04/08/2005

le rêve de Marie

Au moment où je m'apprête à pénétrer dans la salle de bain, elle en sort dans sa tenue favorite justement. Je ne peux m'empêcher d'admirer le corps bronzé qui s'offre à mon regard, les seins lourds aux mamelons carmins, le ventre plat avec un piercing dans le nombril, dernière folie en date de Marie, le pubis glabre, habitude que nous avons toutes les deux depuis la fac à cause de la natation, entre autre, les longues jambes fuselées qui se terminent par des chevilles de danseuse, autour de l'une d'entre elle un bracelet de cheville en or fin semblable à celui que je porte autour de la cheville droite, cadeau de grand-mère lorsque nous avions réussi nos candidatures à la fac. Elle détaille ma robe, intriguée, elle sait que je n'en porte pas souvent avant de rompre le silence.

-         C'est nouveau ?

-         Oui, je l'ai achetée juste avant le décès de grand-mère.

-         Elle te va bien.

-         Merci. Je venais te dire que Bruno déjeune avec nous, il est dans la cuisine.

-         Oh… Ok, je vais aller m'habiller.

-         Oui, ce serait mieux.

Je fais demi-tour, lorsqu'elle m'arrête.

-         Je suis désolée pour hier soir. Je ne sais pas ce qui m'est passé par la tête.

Je souris.

-         Ça va. Pas trop la gueule de bois ?

-         Non, ça va.

Elle rougit.

-         Je me suis vraiment comportée comme une conne hier.

-         On peut dire ça, oui.

Grimace de surprise.

-         Sympa, dis-moi… Depuis quand tires-tu sur les ambulances ?

-         Depuis qu'elles accrochent une cible sur le côté avec une banderole "shoot me".

Nouvelle grimace. Je ferme la porte du hall pour lui permettre de regagner sa chambre sans exposer sa nudité à tous les regards.

-         Je peux t'emprunter une culotte propre ?

Je lui ouvre mon tiroir à sous-vêtements.

-         Sers-toi.

-         Qu'est-ce-qu'on mange ?

-         Des quiches. Je t'en ai pris une aux légumes.

-         Super ! Merci, Sandra.

Je la regarde rentrer dans sa chambre avant de rejoindre Bruno dans la cuisine. Il a déjà mis le four en route et commencé à préparer le café.

-         Marie va arriver. Elle est super gênée à cause d'hier soir.

Il sourit.

-         Qu'elle se rassure, je n'ai pas pour habitude de tirer sur le pianiste lorsqu'il fait des fausse notes.

Je fais la grimace.

-         J'ai bien peur de ne pas avoir eu cette délicatesse.

-         Tu as plus de raisons que moi d'être en pétard après elle…
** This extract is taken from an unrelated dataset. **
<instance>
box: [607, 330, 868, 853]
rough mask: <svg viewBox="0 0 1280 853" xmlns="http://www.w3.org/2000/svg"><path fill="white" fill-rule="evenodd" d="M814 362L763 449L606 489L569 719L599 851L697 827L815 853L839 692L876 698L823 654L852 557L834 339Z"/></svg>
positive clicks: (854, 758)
-         Pourquoi tu dis ça ?

-         Elle t'a quand même rembarrée deux ou trois fois assez sèchement hier soir.

Et moi qui pensais qu'il n'avait rien remarqué, tu parles d'une gourde. Je reste silencieuse jusqu'à ce que Marie entre dans la cuisine. Elle dit bonjour à Bruno et voit le registre sur la table.
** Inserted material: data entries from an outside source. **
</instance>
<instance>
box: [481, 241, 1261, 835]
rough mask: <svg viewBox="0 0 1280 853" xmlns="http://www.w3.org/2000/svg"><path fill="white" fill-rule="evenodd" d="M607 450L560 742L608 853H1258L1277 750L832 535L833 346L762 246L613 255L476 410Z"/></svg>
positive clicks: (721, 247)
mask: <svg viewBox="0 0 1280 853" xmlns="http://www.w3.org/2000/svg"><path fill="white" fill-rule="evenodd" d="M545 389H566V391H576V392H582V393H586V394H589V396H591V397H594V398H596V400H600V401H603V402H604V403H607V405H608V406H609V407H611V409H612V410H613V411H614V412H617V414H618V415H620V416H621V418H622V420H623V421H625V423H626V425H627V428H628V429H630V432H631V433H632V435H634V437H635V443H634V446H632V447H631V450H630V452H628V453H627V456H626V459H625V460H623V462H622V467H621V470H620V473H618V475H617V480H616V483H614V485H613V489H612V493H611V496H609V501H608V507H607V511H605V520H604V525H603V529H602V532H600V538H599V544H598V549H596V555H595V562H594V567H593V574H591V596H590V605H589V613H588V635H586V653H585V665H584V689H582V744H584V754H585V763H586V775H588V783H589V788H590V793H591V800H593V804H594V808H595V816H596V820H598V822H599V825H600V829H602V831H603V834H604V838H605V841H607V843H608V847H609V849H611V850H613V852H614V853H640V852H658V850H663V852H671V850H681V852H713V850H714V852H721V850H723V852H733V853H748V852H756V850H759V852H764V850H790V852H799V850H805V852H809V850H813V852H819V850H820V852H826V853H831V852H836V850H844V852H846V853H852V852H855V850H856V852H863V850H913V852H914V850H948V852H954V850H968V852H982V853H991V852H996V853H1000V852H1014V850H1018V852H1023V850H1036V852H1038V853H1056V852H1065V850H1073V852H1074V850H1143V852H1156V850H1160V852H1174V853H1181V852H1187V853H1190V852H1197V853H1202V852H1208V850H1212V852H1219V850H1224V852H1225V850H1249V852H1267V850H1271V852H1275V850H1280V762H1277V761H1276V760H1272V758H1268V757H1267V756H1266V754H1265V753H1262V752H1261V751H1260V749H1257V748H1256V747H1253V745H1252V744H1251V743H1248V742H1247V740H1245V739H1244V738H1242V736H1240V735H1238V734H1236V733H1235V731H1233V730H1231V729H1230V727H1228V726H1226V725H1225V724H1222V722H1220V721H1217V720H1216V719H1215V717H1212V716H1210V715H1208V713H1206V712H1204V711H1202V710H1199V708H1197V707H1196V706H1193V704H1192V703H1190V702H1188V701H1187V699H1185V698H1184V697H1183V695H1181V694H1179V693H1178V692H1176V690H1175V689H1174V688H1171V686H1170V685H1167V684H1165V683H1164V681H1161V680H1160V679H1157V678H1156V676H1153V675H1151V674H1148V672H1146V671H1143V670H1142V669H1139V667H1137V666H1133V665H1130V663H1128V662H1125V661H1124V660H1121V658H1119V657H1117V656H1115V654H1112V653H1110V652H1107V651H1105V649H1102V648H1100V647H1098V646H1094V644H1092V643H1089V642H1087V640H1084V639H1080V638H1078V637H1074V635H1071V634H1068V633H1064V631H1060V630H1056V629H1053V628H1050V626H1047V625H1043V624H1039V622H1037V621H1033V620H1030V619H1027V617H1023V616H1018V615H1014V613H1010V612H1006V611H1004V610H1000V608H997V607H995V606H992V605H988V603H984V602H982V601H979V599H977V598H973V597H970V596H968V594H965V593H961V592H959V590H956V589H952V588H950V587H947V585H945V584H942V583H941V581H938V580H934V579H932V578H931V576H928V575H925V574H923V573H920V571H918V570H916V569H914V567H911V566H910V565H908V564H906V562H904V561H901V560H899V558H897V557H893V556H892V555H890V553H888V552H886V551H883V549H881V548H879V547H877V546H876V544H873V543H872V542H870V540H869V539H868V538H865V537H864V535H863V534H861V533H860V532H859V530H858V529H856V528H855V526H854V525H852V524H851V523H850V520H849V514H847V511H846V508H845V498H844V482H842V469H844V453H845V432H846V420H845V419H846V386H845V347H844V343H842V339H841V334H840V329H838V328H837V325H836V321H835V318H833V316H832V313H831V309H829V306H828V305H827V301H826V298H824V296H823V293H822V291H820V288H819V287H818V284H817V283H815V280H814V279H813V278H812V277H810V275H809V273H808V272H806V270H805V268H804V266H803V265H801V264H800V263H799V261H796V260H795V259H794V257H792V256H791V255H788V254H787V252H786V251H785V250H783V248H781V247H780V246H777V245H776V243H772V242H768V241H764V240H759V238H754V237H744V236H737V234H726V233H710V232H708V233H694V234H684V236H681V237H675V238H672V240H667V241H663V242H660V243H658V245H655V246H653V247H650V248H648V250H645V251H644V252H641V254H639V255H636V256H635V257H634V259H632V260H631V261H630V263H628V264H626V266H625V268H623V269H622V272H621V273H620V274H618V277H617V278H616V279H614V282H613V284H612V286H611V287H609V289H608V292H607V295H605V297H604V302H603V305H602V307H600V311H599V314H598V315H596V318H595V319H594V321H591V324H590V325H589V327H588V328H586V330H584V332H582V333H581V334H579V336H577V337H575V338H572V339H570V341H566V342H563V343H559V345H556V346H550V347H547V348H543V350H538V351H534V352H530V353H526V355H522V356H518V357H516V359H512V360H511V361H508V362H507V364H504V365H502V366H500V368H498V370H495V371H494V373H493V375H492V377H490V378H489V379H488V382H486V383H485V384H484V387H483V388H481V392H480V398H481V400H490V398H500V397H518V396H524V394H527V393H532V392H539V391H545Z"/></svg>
-         Ce maudit truc m'a fait faire des rêves bizarres toute la nuit.

-         Quels genre de rêves ? demande Bruno.

Elle hausse les épaules.

-         Je ne sais pas trop… Des histoires de marché aux esclaves. J'étais vendue en place publique, nue sur une estrade, destinée à une sorte de harem je crois.
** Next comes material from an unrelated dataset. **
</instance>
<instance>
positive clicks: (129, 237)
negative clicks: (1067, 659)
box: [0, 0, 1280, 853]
Bruno et moi nous nous regardons éberlués.

Marie nous dévisage intriguée.

-         J'ai dis quelque chose d'étrange ?

-         Non ! Enfin pas vraiment.

-         Très clair comme explication, Sandra.

-         J'ai continué à lire le journal avec Bruno hier soir. Enfin, je devrais plutôt dire que je lui ai fait la lecture. Ton subconscient a peut-être enregistré ce que je lui lisais.

-         Il était question d'hommes casqués avec une visière en métal leur couvrant le visage ?

-         Euh, quelque chose du genre oui.

-         De marchés de dupes passés entre des hommes d'influence et des simples gens ?

-         Pas exactement exprimé comme ça, non…

-         J'ai rêvé d'un homme escorté par des soldats masqués qui venait proposer une grosse somme d'argent à une famille pauvre contre leur fille. Soi-disant pour qu'elle aille servir dans un temple au quelque chose du genre, en fait, elle était destinée à être vendue comme esclave… Je dois vous avouer que c'était assez confus et que je ne me sentais pas bien du tout.

Nous restons silencieux. Si le rêve de marie ressemble à des passages du journal, les détails, eux, sont trop précis pour n'être qu'une extrapolation. J'enfourne les quiches en silence et regarde Bruno, perplexe.